I'd like to a make a regex query in Elastisearch with word boundaries, however it looks like the Lucene regex engine doesn't support \b
. What workarounds can I use?
Asked
Active
Viewed 2,493 times
6

dimid
- 7,285
- 1
- 46
- 85
-
Do you want the `4 text word and wordb` string to be returned, too (if `word` is what you are looking for)? – Wiktor Stribiżew Jan 30 '18 at 09:34
-
no, just `word` – dimid Jan 30 '18 at 09:37
-
If you are using a tokenizer, you may use Java regex. Then the `\b` is supported. See [docs](https://www.elastic.co/guide/en/elasticsearch/reference/current/analysis-pattern-tokenizer.html). – Wiktor Stribiżew Jan 30 '18 at 09:40
-
And it seems to me you might use something like `~([A-Za-z0-9_]word|word[A-Za-z0-9_])word~([A-Za-z0-9_]word|word[A-Za-z0-9_])` in the query that uses ES Lucene regex flavor, matching a string that does not contain `word`s with word chars on either end, a word, and again any text but a `word` which is a part of a word. – Wiktor Stribiżew Jan 30 '18 at 09:42
-
Thanks, I'll try. – dimid Jan 30 '18 at 09:46
-
2On second thought, try `(.*[^A-Za-z0-9_])?word([^A-Za-z0-9_].*)?` – Wiktor Stribiżew Jan 30 '18 at 09:49
-
Excellent, thank you sir. Please consider making your comment an answer, and I'll be glad to accept. – dimid Jan 30 '18 at 10:13
-
Added with explanations. – Wiktor Stribiżew Jan 30 '18 at 10:18
1 Answers
11
In ElasticSearch regex flavor, there is no direct equivalent to a word boundary. Initial \b
is something like (^|[^A-Za-z0-9_])
if the word
starts with a word char, and the trailing \b
is like ($|[^A-Za-z0-9_])
if the word
ends with a word char.
Thus, we need to make sure that there is a non-word char before and after word
or start/end of string. Since the regex is anchored by default, all we need to make [^A-Za-z0-9_]

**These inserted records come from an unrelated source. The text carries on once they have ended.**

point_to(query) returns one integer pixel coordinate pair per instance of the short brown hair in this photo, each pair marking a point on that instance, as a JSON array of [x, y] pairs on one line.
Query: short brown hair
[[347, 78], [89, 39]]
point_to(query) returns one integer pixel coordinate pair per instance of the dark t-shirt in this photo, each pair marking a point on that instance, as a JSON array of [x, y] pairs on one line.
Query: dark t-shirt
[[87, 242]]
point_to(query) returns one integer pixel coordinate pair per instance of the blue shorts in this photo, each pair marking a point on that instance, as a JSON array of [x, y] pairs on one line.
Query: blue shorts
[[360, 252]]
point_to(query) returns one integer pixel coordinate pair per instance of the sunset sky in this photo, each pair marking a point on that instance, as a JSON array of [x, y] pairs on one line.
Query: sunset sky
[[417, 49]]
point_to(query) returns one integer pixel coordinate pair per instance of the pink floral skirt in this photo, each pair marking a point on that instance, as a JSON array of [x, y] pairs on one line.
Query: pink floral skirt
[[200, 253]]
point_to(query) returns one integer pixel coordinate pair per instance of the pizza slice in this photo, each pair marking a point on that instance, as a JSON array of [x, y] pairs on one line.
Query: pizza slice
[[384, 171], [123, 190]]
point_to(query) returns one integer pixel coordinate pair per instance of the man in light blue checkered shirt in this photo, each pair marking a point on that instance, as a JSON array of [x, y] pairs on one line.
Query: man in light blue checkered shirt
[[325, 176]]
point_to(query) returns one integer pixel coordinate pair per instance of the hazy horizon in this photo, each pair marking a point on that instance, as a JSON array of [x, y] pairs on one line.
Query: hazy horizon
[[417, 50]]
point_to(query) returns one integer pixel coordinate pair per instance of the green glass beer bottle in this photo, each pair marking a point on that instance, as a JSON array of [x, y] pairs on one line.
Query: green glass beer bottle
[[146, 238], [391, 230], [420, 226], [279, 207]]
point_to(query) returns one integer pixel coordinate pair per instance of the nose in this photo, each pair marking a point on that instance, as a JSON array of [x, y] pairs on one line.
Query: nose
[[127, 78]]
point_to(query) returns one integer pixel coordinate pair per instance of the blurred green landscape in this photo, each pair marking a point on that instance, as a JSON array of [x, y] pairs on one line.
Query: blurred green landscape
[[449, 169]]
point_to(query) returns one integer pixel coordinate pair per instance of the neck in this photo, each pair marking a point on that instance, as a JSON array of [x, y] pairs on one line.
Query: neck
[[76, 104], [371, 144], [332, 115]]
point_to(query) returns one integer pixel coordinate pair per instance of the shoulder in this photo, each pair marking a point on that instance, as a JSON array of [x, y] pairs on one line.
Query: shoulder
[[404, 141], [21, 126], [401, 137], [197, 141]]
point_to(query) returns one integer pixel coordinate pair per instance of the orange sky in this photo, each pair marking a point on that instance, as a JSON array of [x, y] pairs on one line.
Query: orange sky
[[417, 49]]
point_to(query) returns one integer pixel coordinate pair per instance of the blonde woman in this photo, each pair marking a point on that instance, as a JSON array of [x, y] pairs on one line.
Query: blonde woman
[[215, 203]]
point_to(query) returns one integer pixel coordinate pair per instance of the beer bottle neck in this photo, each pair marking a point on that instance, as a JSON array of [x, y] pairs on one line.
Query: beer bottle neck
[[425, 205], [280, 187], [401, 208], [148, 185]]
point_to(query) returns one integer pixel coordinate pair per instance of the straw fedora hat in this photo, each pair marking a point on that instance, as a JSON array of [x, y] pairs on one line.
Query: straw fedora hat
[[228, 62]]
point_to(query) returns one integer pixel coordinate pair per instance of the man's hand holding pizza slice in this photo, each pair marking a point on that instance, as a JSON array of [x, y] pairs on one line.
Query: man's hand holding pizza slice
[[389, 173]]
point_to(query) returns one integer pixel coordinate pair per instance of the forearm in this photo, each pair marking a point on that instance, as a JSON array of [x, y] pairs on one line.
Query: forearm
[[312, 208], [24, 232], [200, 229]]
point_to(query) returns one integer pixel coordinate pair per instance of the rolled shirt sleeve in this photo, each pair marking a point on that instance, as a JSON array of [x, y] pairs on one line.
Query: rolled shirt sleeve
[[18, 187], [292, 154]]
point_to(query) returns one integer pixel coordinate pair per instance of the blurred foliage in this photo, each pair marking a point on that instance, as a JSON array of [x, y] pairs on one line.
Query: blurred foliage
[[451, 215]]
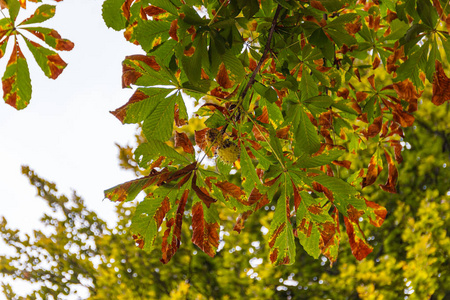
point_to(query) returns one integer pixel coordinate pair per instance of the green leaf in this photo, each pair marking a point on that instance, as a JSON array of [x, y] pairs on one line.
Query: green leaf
[[205, 227], [307, 230], [151, 33], [14, 7], [427, 13], [411, 67], [398, 30], [322, 101], [305, 134], [149, 215], [344, 194], [127, 191], [281, 236], [16, 80], [51, 37], [167, 5], [42, 13], [141, 104], [3, 45], [305, 161], [249, 177], [49, 61], [192, 65], [154, 149], [159, 124], [308, 86], [113, 15]]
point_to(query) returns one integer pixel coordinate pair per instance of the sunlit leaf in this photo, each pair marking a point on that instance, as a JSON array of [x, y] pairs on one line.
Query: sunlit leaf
[[16, 80]]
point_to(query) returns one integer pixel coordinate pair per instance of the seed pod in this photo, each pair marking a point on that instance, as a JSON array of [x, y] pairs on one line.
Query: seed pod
[[213, 137], [228, 152]]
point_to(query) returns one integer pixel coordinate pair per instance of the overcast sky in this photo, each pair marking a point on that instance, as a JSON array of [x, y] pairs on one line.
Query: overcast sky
[[67, 134]]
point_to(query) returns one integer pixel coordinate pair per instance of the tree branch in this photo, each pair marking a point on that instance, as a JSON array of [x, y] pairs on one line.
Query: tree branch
[[263, 57]]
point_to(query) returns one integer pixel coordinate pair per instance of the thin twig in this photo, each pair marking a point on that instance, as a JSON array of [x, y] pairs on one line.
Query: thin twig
[[263, 57]]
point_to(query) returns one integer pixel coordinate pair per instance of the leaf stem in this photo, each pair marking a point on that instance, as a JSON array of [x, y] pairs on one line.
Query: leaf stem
[[263, 57], [268, 143]]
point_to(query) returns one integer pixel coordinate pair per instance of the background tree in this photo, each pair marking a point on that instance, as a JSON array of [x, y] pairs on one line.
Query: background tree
[[286, 89], [410, 256]]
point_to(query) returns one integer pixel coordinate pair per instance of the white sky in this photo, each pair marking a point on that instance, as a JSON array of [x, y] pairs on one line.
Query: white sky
[[67, 134]]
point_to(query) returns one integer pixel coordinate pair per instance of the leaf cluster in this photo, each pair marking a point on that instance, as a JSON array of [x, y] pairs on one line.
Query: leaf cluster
[[16, 80], [296, 85]]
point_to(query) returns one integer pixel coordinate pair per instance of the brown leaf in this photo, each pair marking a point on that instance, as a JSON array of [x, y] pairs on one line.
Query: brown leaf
[[373, 171], [201, 192], [360, 248], [200, 139], [441, 84], [190, 51], [121, 112], [153, 10], [375, 127], [3, 4], [130, 75], [317, 5], [222, 77], [173, 30], [179, 122], [391, 182], [182, 140], [343, 163], [330, 237], [439, 10], [406, 91], [361, 96], [397, 150], [177, 174], [402, 117], [168, 248], [205, 235], [126, 8], [259, 131], [264, 117], [376, 63], [283, 133], [379, 211], [239, 225], [231, 189]]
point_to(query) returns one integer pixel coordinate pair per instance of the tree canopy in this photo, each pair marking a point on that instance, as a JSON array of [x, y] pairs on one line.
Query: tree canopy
[[293, 115], [410, 257], [286, 90]]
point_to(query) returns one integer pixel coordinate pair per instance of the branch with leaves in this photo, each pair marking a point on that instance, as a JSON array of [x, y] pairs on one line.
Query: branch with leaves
[[292, 93], [16, 80]]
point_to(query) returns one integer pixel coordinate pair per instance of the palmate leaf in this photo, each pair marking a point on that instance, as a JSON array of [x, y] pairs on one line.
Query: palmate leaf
[[358, 243], [113, 15], [129, 190], [305, 134], [149, 216], [312, 219], [49, 61], [141, 104], [205, 227], [16, 80], [150, 33], [297, 88], [159, 124], [172, 235], [51, 37], [153, 150], [3, 45], [144, 70], [42, 13]]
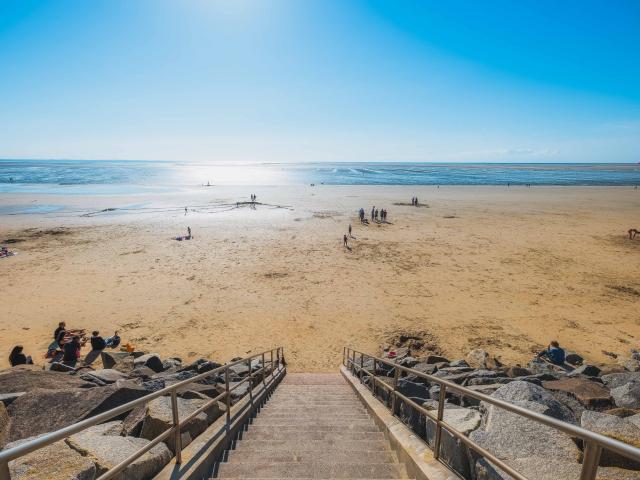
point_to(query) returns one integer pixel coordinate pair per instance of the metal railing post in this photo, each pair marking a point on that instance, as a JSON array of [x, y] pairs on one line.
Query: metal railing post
[[590, 461], [227, 397], [441, 399], [5, 474], [176, 425], [396, 375]]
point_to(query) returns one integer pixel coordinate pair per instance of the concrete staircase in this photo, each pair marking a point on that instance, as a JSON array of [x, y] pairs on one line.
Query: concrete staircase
[[313, 426]]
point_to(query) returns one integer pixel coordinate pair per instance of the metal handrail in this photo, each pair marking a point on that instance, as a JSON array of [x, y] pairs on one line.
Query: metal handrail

optional at start/end of string is add .*
beside and wrap with an optional grouping construct:
(.*[^A-Za-z0-9_])?word([^A-Za-z0-9_].*)?
Details
(.*[^A-Za-z0-9_])?
- either start of string or any 0+ chars (but a line break char, else use(.|\n)*
) and then any char but a word char (basically, it is start of string followed with 1 or 0 occurrences of the pattern inside the group)word
- a word([^A-Za-z0-9_].*)?
- an optional sequence of any char but a word char followed with any 0+ chars, followed by the end of string position (implicit in Lucene regex).

Wiktor Stribiżew
- 607,720
- 39
- 448
- 563
-
What would I need to do to add certain special characters to the boundaries? Is this correct: `(.*[^A-Za-z0-9#+&=-_])?`? – Florian Walther Aug 08 '22 at 05:36
-
My regex above also matches `[` and `?` which I don't want. How can I avoid this? – Florian Walther Aug 08 '22 at 05:47
-
1@FlorianWalther `=-_` created a range. You need to put `-` at the start of the class, `[^-A-Za-z0-9#+&=_]` – Wiktor Stribiżew Aug 08 '22 at 08:17
-